We're having friends over for dinner tonight.  I should be cleaning the house and doing the prep work and watering the garden and taking a shower and finishing some paperwork and cleaning the chicken cage..   DC is more fun that all of the above though.


----------



## Maidrite (Jul 26, 2005)

Helping Barbara " Well I guess I am kinda we are both on right now  " Mowing, fixing something, or that Man Stuff "Snoozing"  .


----------



## tweedee (Jul 26, 2005)

Dusting off my television??????????

But the computer is more fun.


----------



## mrsmac (Jul 26, 2005)

Getting ready for school. At the moment we are runnning early but I'm sure we'll end up being late cause DC is hard to leave.


----------



## kadesma (Jul 26, 2005)

Oh 

out watering my plants, feeding the dog, ironing my pants and smocks for work,   At least dinner is going  Trouble is I'll have to stop to eat it 
kadesma


----------



## crewsk (Jul 26, 2005)

Cleaning the kitchen & doing laundry. It'll all still be there later so I'll do it then.


----------



## wasabi (Jul 26, 2005)

Cleaning the house, playing with my puppy, and "I live in Hawaii for crips sake" being out doors.


----------



## -DEADLY SUSHI- (Jul 26, 2005)

Doing my laundry! I HATE laundry!   I SHOULD be out more with my local friends at times. ANd I really should workout too.


----------



## Claire (Jul 26, 2005)

What a laugh.  Notice not too many men answering????  Basic laundery (washing and drying) isn't that much of a problem, I can do it between the things I enjoy doing.  BUT ... scrubbing floors, and weeding the garden, and running errands, and getting to my exercise classes (I manage to get there 2x/wk, but should go 3x) ...  And Ironing!!! It's enough to make me long for winter with sweaters and jeans (I perspire heavily, so have a passion for crisp cotton sleeveless blouses .... what an idiot).  And I despise vacuuming.  My fatal flaw isn't being on the computer, but reading ... copiously (3-5 books a week).


----------



## corazon (Jul 27, 2005)

wasabi said:
			
		

> "I live in Hawaii for crips sake" being out doors.


 
Do you every get island fever?  I fell in love with Kauai when we visited a couple years back but I don't think I could live there.  We will be visiting the big island in Oct. and I am going to relax by the water like a beached whale.


----------



## SierraCook (Jul 27, 2005)

Laundry, fixing lunch for tomorrow, taking a shower, etc.  I did try to fix my sliding glass door handle.  I bought the wrong one, so back to the hardware this weekend!!  My other accomplishment this evening was getting stung by a wasp.   All I did was try to go outside and play ball with the dog!!  I got about 3 feet from the door and a wasp just landed on the back of my calf and started stinging me.  I brushed it off and ran in the house, leaving the poor dog outside.


----------



## corazon (Jul 28, 2005)

I should be in bed, and I will be feeling it tomorrow.  But I also just got home and feel like I deserve a little down time.


----------



## Maidrite (Jul 28, 2005)

I should be sleeping !


----------



## Barbara L (Jul 28, 2005)

Maidrite said:
			
		

> I should be sleeping !


Me too!!!  Race ya!

 Barbara


----------



## ironchef (Jul 28, 2005)

I should be finishing up my Paradis Cognac.
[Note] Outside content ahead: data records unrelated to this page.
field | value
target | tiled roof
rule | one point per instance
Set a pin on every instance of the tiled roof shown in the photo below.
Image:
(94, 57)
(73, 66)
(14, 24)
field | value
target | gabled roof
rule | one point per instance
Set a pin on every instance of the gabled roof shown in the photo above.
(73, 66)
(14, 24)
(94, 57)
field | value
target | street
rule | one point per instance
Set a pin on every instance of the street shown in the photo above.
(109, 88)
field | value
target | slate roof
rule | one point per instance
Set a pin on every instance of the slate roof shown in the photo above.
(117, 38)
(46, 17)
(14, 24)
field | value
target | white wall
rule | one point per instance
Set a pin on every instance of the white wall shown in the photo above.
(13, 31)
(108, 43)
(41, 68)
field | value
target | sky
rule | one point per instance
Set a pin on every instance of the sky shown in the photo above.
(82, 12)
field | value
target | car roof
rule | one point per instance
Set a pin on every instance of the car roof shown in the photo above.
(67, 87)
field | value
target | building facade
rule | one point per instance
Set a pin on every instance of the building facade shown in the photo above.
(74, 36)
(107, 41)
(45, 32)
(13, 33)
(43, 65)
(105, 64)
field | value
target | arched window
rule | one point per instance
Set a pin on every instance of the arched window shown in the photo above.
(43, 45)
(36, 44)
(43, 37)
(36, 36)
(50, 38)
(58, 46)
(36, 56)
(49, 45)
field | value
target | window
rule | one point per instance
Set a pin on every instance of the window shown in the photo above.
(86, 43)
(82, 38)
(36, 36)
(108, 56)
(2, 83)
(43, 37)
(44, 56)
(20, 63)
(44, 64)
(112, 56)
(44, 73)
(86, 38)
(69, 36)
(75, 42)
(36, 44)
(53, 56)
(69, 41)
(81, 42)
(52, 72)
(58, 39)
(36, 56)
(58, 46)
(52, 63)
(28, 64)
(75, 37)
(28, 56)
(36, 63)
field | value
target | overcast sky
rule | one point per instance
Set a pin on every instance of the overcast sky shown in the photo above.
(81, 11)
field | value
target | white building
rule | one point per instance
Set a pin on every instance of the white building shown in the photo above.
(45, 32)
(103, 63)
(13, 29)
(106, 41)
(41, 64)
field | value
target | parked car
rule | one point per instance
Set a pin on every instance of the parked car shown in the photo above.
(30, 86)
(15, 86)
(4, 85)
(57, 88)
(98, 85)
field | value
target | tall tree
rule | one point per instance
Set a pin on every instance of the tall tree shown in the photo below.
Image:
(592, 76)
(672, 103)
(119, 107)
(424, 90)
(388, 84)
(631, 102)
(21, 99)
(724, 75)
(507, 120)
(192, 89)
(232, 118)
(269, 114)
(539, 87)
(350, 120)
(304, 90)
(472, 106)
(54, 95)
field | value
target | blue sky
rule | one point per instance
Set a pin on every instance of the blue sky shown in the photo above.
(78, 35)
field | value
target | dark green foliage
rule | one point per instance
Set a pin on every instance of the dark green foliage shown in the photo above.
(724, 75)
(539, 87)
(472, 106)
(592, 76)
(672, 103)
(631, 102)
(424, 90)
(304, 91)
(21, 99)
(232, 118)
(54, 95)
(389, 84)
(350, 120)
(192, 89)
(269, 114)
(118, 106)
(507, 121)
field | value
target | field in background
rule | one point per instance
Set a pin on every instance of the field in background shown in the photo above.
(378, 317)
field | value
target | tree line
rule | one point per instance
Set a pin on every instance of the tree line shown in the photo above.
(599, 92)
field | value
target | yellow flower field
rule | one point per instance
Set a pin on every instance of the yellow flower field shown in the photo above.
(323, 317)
Oh wait, I am!


----------



## msalper (Jul 28, 2005)

Helping mom by cleaning/wiping windows and hanging up  curtains.... Feeding my dog, going to gym  ... taking a shower, trying new recipes.... My PC is almost open for 18 hours, so checking new posts in DC... Waiting answers for my question .


----------



## Barbara L (Jul 28, 2005)

My school work.  *Sigh*  I actually can't put it off any longer, so I am going to do that now.  I have a book section and about 8 journal articles to read, then a 1750-2100 word paper to write and a PowerPoint presentation to put together (due Monday), so I'd better get to work! 

 Barbara


----------



## crewsk (Jul 28, 2005)

Baking 2 kinds of cookies & a cake. My church is feeding the Big League World Series players again this year & we've been asked to bring the desserts to help cut the food costs.


----------



## pdswife (Jul 28, 2005)

I should be out chopping down the weeds on our slope... but,  we are out of the string that the weed wacker uses, Paul's going to bring some home with him later.  I should also be doing dishes and clothes and changing the sheets on the bed and about a million other things.


----------



## luvs (Jul 28, 2005)

i should be sleeping.

i like it here too much to do such frivilous things as sleep, though, lol.


----------



## pdswife (Jul 28, 2005)

crewsk said:
			
		

> Baking 2 kinds of cookies & a cake. My church is feeding the Big League World Series players again this year & we've been asked to bring the desserts to help cut the food costs.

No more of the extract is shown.